Use in Specific Populations
Pregnancy
- Pregnancy Category X
- Risk Summary
- OPSUMIT may cause fetal harm when administered to a pregnant woman and is contraindicated during pregnancy. Macitentan was teratogenic in rabbits and rats at all doses tested. A no-effect dose was not established in either species. If this drug is used during pregnancy, or if the patient becomes pregnant while taking this drug, advise the patient of the potential hazard to a fetus.
- Animal Data
- In both rabbits and rats, there were cardiovascular and mandibular arch fusion abnormalities. Administration of macitentan to female rats from late pregnancy through lactation caused reduced pup survival and impairment of the male fertility of the offspring at all dose levels tested.

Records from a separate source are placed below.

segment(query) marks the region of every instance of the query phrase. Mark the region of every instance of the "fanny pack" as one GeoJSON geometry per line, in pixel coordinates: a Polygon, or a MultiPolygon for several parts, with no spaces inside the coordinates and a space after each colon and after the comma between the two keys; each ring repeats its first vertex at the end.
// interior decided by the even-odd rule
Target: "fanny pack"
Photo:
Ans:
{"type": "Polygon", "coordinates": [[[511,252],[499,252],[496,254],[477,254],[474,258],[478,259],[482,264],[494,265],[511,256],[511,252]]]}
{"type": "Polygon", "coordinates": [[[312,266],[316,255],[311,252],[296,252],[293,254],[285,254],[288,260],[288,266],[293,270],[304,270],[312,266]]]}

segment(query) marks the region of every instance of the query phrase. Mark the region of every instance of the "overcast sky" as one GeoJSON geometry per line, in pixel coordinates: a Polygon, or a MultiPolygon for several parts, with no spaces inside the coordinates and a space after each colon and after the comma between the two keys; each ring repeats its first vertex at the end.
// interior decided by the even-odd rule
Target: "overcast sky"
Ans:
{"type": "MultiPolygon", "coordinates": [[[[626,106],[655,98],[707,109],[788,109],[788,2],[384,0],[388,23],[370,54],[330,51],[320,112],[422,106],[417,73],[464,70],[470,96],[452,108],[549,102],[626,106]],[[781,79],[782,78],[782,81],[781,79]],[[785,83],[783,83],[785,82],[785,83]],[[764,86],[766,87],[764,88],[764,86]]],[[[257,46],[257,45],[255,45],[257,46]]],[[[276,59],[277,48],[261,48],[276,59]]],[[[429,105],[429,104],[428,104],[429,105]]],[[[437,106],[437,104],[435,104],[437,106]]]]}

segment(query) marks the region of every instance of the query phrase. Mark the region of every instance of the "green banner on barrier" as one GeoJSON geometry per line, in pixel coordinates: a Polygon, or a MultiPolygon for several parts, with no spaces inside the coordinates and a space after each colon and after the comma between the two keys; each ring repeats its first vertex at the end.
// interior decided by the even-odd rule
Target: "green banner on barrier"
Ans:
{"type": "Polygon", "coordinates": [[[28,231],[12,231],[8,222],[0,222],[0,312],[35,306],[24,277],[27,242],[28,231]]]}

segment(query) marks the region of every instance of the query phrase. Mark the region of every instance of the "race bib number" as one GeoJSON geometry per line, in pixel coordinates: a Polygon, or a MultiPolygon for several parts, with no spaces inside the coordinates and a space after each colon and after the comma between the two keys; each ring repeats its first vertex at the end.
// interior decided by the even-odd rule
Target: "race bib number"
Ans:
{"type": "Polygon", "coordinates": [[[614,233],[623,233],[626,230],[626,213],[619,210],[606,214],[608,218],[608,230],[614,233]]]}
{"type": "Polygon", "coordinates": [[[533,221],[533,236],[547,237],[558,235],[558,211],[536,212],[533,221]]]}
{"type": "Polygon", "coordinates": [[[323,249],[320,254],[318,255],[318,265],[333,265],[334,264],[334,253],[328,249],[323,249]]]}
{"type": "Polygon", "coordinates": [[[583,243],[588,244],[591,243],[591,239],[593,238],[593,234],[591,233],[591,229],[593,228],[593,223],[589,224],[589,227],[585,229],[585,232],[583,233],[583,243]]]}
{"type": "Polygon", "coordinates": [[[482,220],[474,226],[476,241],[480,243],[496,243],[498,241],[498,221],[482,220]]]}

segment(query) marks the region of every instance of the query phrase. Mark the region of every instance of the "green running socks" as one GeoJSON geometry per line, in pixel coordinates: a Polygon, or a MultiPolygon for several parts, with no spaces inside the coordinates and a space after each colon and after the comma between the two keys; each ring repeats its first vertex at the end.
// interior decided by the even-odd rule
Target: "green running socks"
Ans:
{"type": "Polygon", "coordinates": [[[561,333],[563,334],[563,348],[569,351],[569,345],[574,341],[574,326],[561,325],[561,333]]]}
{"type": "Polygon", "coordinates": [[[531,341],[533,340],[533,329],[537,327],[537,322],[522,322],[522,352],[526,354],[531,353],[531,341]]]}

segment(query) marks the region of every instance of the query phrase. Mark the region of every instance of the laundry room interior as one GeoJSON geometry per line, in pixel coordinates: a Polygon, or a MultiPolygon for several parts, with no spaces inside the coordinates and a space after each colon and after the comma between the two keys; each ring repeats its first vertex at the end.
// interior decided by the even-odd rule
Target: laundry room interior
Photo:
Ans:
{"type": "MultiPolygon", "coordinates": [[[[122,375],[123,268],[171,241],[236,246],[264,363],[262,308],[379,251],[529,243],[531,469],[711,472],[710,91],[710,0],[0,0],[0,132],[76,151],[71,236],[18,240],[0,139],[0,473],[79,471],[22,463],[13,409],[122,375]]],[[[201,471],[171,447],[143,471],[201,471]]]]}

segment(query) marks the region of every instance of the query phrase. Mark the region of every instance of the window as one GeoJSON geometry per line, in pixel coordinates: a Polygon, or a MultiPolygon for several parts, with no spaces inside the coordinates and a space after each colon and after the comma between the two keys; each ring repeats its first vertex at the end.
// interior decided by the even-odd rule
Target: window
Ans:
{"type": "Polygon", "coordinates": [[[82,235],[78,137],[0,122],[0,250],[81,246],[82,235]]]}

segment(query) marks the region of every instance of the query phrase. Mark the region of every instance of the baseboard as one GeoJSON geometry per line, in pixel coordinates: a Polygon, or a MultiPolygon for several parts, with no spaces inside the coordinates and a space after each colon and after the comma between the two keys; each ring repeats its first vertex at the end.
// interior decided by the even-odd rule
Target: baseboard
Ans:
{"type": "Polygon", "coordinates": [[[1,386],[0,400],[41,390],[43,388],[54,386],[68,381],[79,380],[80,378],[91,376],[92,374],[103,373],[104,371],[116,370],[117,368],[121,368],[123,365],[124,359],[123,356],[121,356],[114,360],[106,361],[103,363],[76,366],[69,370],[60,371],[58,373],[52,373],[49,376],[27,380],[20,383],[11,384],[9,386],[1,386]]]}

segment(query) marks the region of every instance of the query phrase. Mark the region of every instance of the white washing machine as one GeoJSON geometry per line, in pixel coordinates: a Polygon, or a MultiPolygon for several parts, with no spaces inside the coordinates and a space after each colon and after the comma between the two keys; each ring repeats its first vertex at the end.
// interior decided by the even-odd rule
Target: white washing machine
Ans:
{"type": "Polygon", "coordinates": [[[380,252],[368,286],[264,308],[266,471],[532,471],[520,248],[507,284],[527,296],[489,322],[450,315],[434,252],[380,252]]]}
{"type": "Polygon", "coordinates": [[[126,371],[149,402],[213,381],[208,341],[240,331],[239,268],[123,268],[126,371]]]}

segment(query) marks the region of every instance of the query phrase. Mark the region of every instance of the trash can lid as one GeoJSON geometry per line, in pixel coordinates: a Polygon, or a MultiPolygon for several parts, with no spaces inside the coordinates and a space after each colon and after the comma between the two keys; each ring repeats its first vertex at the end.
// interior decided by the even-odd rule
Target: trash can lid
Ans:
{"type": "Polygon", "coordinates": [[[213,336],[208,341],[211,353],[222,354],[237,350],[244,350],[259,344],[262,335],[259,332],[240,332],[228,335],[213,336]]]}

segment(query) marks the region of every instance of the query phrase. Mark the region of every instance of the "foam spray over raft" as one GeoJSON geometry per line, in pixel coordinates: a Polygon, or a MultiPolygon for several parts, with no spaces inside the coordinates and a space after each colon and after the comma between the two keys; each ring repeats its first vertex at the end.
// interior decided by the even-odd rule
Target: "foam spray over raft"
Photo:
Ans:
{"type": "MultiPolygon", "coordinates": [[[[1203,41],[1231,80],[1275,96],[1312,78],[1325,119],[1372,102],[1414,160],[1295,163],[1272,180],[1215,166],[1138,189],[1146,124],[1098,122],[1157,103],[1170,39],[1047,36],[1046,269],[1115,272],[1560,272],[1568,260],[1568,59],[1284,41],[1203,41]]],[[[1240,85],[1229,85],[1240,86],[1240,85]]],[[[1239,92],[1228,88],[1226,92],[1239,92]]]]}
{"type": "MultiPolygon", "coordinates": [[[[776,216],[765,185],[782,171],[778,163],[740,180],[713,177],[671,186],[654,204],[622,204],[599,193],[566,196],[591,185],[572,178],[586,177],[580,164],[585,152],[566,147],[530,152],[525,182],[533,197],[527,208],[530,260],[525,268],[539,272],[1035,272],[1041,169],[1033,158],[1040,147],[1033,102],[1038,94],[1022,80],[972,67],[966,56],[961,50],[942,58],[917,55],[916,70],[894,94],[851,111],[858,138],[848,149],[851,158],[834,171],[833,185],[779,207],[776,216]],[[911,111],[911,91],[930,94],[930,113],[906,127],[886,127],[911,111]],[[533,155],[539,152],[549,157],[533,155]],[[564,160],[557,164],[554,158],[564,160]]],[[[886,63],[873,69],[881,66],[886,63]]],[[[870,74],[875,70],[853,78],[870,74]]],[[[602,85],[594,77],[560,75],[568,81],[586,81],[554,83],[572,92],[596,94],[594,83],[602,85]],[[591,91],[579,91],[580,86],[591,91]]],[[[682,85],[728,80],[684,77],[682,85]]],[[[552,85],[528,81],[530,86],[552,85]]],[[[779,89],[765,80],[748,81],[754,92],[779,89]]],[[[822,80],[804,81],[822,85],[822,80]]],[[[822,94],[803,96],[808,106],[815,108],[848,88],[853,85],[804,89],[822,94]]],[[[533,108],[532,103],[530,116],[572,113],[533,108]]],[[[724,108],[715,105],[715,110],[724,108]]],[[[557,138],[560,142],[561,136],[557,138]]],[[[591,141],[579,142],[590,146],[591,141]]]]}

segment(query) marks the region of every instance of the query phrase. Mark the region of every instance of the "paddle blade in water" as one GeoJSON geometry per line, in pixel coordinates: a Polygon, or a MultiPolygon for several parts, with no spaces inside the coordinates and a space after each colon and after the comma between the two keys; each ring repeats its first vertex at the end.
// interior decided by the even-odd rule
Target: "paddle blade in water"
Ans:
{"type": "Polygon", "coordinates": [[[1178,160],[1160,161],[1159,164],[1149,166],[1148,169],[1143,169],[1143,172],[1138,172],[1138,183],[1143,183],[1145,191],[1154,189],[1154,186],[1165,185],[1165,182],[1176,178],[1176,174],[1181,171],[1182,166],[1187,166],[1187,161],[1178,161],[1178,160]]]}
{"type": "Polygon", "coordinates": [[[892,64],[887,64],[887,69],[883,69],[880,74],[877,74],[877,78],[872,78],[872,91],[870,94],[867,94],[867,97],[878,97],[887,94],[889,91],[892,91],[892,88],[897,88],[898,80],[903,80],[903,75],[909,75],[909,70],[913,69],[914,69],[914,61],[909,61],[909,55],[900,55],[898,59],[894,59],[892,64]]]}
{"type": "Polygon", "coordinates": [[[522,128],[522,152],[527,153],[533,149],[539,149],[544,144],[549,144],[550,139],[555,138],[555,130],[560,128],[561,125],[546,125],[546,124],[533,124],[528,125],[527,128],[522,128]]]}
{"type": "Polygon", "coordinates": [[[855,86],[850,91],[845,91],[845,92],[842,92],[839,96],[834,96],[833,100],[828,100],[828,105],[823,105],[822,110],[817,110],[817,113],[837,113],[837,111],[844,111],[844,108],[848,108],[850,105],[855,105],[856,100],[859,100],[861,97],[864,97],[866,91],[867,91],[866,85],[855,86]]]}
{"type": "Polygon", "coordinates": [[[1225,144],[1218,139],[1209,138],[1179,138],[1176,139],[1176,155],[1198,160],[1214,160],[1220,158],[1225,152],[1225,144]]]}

- Australian Drug Evaluation Committee (ADEC) Pregnancy Category
There is no Australian Drug Evaluation Committee (ADEC) guidance on usage of Macitentan in women who are pregnant.
Labor and Delivery
There is no FDA guidance on use of Macitentan during labor and delivery.
Nursing Mothers
- It is not known whether OPSUMIT is present in human milk. Macitentan and its metabolites were present in the milk of lactating rats. Because many drugs are present in human milk and because of the potential for serious adverse reactions from macitentan in nursing infants, nursing mothers should discontinue nursing or discontinue OPSUMIT.
Pediatric Use
- The safety and efficacy of OPSUMIT in children have not been established.
Geriatic Use
- Of the total number of subjects in the clinical study of OPSUMIT for PAH, 14% were 65 and over. No overall differences in safety or effectiveness were observed between these subjects and younger subjects.
Gender
There is no FDA guidance on the use of Macitentan with respect to specific gender populations.
Race
There is no FDA guidance on the use of Macitentan with respect to specific racial populations.
Renal Impairment
There is no FDA guidance on the use of Macitentan in patients with renal impairment.
Hepatic Impairment
There is no FDA guidance on the use of Macitentan in patients with hepatic impairment.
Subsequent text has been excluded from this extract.